È l’unico che non è un farmaco antinfiammatorio non steroideo o NSAID, una classe di farmaci che il governo federale ha appena richiesto di portare etichette di avviso più severe a causa del rischio di problemi cardiaci. Questi includono l’ibuprofene (venduto come Advil e Motrin) e il naprossene (venduto come Aleve). Molti si sono rivolti a questi antidolorifici sulla scia dei problemi con i farmaci da prescrizione, come il Vioxx.

Tuttavia, il nuovo studio ha scoperto che le donne che prendono il Tylenol hanno circa il doppio delle probabilità di sviluppare problemi di pressione sanguigna. Il rischio è aumentato anche per le donne che assumono NSAIDS diversi dall’aspirina.

“Se stai prendendo questi farmaci da banco ad alti dosaggi su base regolare, assicurati di segnalarlo al tuo medico e di controllare la pressione sanguigna”, ha detto il dottor Christie Ballantyne, un cardiologo presso il Methodist DeBakey Heart Center di Houston che non ha avuto alcun ruolo nello studio.

La ricerca ha scoperto che l’aspirina rimane ancora il farmaco più sicuro per il sollievo dal dolore. È noto da tempo che riduce il rischio di problemi cardiovascolari e non è stato incluso nel requisito del governo di etichette più severe per i FANS.

Lo studio ha coinvolto 5.123 donne che partecipano al Nurses Health Study alla Harvard Medical School e al Brigham and Women’s Hospital di Boston.
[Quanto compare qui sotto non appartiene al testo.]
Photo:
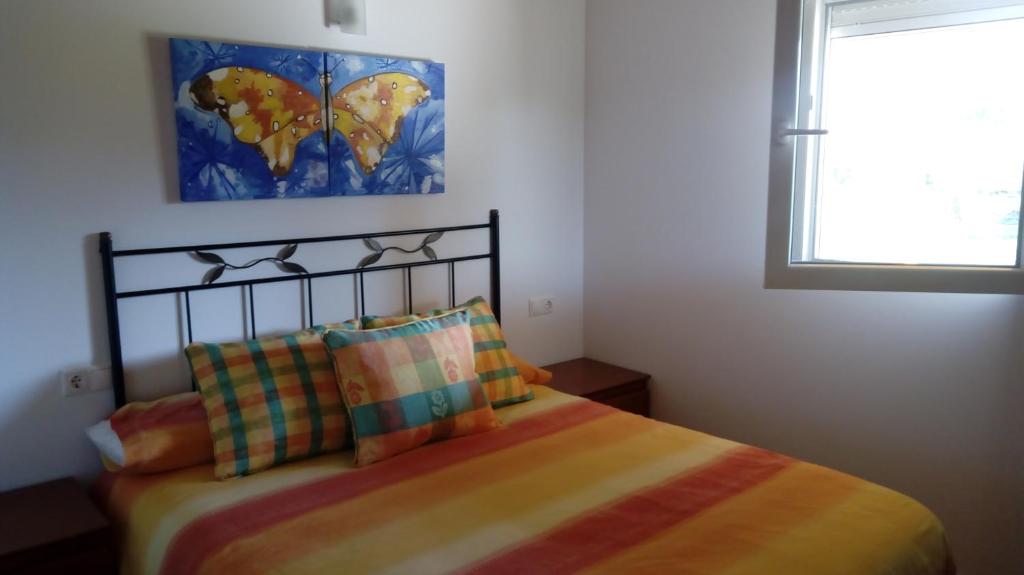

Nessuna aveva avuto la pressione alta quando è iniziato.

L’uso raddoppia il rischio di ipertensione
I risultati sono stati pubblicati online lunedì nella rivista dell’American Heart Association Hypertension.

“Sicuramente pone le basi per altri studi”, ha detto il dottor Stephanie Lawhorn, un cardiologo del St. Luke’s Mid America Heart Institute di Kansas City. “La maggior parte delle volte pensiamo che cose come l’acetaminofene siano farmaci abbastanza sicuri.”

In questo studio, il rischio di sviluppare la pressione alta per le donne che non prendevano antidolorifici era di circa 1 a 3 per cento all’anno, hanno detto i ricercatori. Hanno scoperto che le donne di 51-77 anni che hanno preso una dose media giornaliera di più di 500 milligrammi di acetaminofene – un Tylenol extra-forte – avevano circa il doppio del rischio di sviluppare la pressione alta entro circa tre anni.

Le donne in quella fascia d’età che prendono più di 400 mg al giorno di NSAIDS – pari a dire due ibuprofene – avevano un rischio aumentato del 78 per cento di sviluppare la pressione alta rispetto a coloro che non hanno preso il farmaco.

Tra le donne 34-53 che prendono una media di più di 500 mg di acetaminofene al giorno avevano un rischio due volte maggiore di sviluppare la pressione alta. E quelli che prendevano più di 400 mg di NSAIDS al giorno avevano un aumento del rischio del 60 per cento rispetto a quelli che non prendevano le pillole.

“Non stiamo affatto suggerendo che le donne con condizioni di dolore cronico non ricevano un trattamento per il loro dolore”, ha detto l’autore principale, il dottor John Phillip Forman, della Harvard Medical School e medico associato al Brigham and Women’s Hospital di Boston, in una e-mail. “Segnalando i rischi associati a questi farmaci, le donne e i loro medici possono fare scelte più informate.”

La ricerca precedente che collegava questi farmaci a problemi di pressione sanguigna non ha guardato la dose.

I risultati di questo studio hanno tenuto anche quando i ricercatori hanno escluso le donne che stavano prendendo pillole per il mal di testa, qualcosa che potrebbe essere un risultato della pressione sanguigna molto alta, ha detto il dott. Gary Curhan, un altro autore dello studio, anch’egli della Harvard Medical School.

Per quanto riguarda il motivo per cui l’aspirina non ha aumentato il rischio, potrebbe essere perché “l’aspirina ha un effetto diverso sui vasi sanguigni rispetto ai NSAIDS e all’acetaminofene”, ha detto il dottor Daniel Jones, preside della scuola di medicina dell’Università del Mississippi Medical Center di Jackson.